Protecting against ssh brute-force attacks

Neal Becker ndbecker2 at gmail.com
Wed Nov 2 17:11:49 UTC 2005


Nicolas Mailhot wrote:

> 
> On Mer 2 novembre 2005 09:23, Tomas Mraz wrote:
>> On Tue, 2005-11-01 at 20:40 -0500, Warren Togami wrote:
> 
>>> I haven't tried pam_abl, but I am guessing that it reacts faster to an
>>> attack than denyhosts.  The packaged denyhosts defaults to 30 seconds
>>> between log checks when in daemon mode.  This is good enough, although I
>>> wonder if pam_abl is more efficient by not re-reading the logs often.
>>> (Just guessing how it works...)
>> It doesn't read the logs, it uses the information provided from the PAM
>> calls. So it reacts immediately although it means that the protected
>> service must use PAM for authentication+authorization.

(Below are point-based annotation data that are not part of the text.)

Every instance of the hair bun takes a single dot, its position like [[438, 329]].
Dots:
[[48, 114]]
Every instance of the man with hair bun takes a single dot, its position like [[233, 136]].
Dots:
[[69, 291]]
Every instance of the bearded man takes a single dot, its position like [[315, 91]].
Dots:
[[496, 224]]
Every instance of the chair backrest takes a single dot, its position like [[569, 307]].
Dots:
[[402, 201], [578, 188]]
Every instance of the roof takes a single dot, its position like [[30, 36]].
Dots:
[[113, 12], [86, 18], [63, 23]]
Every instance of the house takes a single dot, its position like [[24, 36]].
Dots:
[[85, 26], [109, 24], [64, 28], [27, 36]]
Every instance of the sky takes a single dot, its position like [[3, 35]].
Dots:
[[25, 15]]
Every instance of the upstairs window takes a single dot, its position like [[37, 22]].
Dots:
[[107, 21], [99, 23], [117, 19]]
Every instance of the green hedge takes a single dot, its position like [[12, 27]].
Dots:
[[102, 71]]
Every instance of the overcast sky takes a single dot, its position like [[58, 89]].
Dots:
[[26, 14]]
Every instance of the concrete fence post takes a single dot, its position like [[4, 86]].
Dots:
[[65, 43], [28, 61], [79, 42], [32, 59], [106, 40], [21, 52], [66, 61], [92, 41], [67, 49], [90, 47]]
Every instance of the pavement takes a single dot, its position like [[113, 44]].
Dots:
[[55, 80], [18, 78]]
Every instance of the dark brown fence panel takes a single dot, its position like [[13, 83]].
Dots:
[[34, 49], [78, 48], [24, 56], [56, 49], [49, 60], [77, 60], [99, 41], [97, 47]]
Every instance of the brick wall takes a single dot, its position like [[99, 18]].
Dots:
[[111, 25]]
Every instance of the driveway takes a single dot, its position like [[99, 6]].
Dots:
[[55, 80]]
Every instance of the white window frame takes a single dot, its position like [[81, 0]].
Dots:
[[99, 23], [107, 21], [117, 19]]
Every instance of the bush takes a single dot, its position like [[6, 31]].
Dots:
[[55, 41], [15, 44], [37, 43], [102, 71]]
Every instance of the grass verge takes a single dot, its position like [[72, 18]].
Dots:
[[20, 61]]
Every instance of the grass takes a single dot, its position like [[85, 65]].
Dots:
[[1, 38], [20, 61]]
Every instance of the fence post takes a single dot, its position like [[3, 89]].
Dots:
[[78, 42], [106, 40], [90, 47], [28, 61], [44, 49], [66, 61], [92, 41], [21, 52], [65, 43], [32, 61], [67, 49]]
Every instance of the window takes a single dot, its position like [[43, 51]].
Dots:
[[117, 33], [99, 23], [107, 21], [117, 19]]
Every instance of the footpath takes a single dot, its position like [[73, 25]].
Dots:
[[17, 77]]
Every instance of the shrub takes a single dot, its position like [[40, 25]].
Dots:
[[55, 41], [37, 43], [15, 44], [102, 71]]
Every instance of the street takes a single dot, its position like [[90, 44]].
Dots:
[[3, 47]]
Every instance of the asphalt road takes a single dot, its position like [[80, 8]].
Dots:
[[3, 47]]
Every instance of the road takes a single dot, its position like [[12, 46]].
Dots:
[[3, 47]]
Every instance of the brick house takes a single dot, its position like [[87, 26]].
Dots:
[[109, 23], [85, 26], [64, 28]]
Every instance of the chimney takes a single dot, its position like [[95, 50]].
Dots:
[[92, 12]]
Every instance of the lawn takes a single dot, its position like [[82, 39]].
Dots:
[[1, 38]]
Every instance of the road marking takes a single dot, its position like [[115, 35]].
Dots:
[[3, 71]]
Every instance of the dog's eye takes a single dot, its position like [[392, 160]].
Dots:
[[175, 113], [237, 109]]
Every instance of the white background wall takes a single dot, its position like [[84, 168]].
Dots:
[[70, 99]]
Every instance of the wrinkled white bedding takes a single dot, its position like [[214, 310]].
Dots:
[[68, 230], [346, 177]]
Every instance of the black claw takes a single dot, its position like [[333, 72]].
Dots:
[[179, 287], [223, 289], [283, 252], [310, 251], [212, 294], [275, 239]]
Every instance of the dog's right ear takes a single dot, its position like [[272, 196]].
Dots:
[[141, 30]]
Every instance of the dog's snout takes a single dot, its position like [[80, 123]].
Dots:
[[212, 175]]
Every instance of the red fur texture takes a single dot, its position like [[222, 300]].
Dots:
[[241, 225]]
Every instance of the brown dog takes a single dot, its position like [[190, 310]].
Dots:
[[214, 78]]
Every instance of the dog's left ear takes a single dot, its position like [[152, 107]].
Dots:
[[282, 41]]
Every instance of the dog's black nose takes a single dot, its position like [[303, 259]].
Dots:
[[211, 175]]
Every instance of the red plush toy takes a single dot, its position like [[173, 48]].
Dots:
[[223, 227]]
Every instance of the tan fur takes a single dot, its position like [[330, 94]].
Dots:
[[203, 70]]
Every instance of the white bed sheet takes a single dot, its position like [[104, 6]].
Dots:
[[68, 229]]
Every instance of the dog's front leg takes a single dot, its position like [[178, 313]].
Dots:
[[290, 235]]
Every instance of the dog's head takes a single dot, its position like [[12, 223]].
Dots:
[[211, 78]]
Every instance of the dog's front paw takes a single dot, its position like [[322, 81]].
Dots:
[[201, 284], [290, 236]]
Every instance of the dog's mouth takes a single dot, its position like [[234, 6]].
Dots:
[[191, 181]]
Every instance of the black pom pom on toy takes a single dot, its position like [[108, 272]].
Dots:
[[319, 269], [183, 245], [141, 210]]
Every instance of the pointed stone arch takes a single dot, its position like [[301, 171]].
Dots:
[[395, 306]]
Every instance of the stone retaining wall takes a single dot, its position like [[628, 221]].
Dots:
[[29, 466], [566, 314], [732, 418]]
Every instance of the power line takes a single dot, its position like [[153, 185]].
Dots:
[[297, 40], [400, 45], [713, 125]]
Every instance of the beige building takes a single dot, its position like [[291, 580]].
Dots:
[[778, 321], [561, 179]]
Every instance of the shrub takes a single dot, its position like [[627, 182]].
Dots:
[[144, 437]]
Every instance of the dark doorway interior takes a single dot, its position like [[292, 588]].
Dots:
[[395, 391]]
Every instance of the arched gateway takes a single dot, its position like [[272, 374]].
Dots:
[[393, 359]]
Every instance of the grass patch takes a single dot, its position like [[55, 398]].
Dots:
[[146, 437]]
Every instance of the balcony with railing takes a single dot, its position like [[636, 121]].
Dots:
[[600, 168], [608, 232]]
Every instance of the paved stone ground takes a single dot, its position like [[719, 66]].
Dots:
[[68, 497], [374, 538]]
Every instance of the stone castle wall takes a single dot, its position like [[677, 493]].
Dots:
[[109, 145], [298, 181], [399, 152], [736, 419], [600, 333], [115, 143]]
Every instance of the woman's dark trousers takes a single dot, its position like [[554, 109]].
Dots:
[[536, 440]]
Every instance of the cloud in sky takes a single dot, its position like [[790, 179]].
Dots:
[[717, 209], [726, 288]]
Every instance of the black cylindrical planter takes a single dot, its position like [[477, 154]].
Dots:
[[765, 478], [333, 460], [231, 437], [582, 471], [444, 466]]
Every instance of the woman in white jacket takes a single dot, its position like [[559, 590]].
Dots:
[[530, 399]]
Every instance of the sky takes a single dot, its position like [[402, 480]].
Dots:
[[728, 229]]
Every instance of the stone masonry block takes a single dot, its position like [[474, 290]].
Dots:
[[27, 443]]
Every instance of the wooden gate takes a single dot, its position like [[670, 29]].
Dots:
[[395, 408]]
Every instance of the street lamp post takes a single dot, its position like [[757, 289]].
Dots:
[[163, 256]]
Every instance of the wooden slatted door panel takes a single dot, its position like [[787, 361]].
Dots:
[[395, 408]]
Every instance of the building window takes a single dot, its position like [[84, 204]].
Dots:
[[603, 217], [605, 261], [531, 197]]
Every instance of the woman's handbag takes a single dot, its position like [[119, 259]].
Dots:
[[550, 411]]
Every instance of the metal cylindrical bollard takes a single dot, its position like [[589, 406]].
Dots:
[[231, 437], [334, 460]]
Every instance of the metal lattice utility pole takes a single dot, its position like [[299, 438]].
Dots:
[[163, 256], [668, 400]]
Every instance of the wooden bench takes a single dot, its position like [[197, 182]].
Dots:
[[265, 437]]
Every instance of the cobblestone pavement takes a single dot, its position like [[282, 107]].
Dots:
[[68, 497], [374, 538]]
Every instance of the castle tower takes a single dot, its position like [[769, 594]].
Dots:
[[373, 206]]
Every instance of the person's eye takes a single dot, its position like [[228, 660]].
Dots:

As SSH does it is
>> very well usable for it and I even think it was primarily designed with
>> ssh in mind.
> 
> Ok one voice for denyhosts, another for pam_abl.
> Anyone tried both ? Is pam_abl easy to setup ? Will pam_abl react only to
> ssh or also lockup local connexions if someone mistypes his password too
> often ?
> 

denyhosts has a big problem - it never removes entries - so hosts.deny will
grow without bounds.

I suggest daemonshield.  Uses iptables, so is probably faster - does expire
entries, AND can protect more that just ssh.